London, 1 February 2016 — Ads by pharmaceutical company Pfizer on what it takes to bring a drug to market that have just been put up in London’s Westminster Tube station are misleading the public, and are explicitly attempting to influence Members of Parliament with targeted ads positioned by their exit to parliament. Among the ads’ claims are that it costs £1 billion in research and development to make a new medicine. The ads appear to be aimed at convincing the public and MPs who pass through the station that the high prices pharmaceutical companies charge for medicines are justified.
Médecins Sans Frontières addresses Pfizer’s false claims with the following response:
“Pfizer are really misleading Londoners and MPs with these so-called facts on what it takes to make a medicine; we all know it doesn’t really cost a billion pounds – even GSK’s CEO Andrew Witty has said that this ‘fact’ is one of the industry’s ‘great myths’ – so why are Pfizer not being honest with the public?
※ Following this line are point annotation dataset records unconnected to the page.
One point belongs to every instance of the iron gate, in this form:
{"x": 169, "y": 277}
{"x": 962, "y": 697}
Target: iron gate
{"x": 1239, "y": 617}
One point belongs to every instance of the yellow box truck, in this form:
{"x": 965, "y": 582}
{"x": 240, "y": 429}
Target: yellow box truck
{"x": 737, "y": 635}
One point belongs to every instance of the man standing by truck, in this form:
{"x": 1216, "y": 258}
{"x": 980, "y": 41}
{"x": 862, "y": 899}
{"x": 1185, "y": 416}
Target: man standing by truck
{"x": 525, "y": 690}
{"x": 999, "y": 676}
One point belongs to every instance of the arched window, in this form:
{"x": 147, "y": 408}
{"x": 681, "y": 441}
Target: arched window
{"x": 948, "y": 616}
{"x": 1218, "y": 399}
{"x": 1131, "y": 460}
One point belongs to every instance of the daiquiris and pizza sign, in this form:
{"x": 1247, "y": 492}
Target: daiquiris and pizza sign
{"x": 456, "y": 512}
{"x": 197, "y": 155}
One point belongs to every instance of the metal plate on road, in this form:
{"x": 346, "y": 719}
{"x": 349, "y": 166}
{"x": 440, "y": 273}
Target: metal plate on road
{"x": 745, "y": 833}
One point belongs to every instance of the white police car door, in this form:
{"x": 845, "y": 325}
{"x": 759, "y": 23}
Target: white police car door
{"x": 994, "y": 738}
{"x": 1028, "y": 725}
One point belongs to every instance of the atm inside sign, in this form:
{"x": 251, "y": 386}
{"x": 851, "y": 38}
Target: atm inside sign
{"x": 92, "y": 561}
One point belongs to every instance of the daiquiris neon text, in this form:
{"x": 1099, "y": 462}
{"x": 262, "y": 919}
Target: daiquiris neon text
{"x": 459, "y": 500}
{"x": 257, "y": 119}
“Pfizer’s claims serve nothing but to highlight our broken research and development (R&D) system; they claim they spend a billion pounds on R&D for one medicine, but they don’t tell you how they arrived at that figure. Pfizer are happy to tell us that it costs a billion pounds for R&D, but they don’t tell us what their contribution is. The reality is that tax payers foot much of the R&D bill through the funding and hard work that universities and government-funded laboratories do in actually discovering the compounds that are turned into blockbuster drugs.
“Companies like Pfizer who claim they’re in the business of R&D are really only buying smaller companies with blockbuster drugs to make profit, while shutting their R&D facilities – like the anti-infective R&D unit in the UK – and ignoring the development of drugs we really need. Pfizer’s approach to business, mirrored by many in the pharmaceutical industry today, contributes to the fact that we are on the verge of having no antibiotics left that can treat bacterial infections and there are no approved treatments or vaccines for diseases like Ebola.
“Pfizer makes nearly £12 million a day in sales off the pneumonia vaccine alone, yet continue to price the vaccine out of reach for many developing countries, where almost a million kids die from the disease every year. Pfizer is about to post its latest earnings that are likely to show continued sky-high revenues – we don’t think it’s unreasonable for them to make the vaccine available to all developing countries for US$5 per child.
“Instead of spending money on misleading ad campaigns, Pfizer could save more kids’ lives by slashing the price of the pneumonia vaccine, and we call on the company again to drop the price.”
- Dr Manica Balasegaram, Executive Director, MSF Access Campaign.
MSF is campaigning for Pfizer and GSK to lower the price of the pneumococcal vaccine to $5 per child (currently the lowest price is just under $10 per child) through its ‘A Fair Shot’ campaign.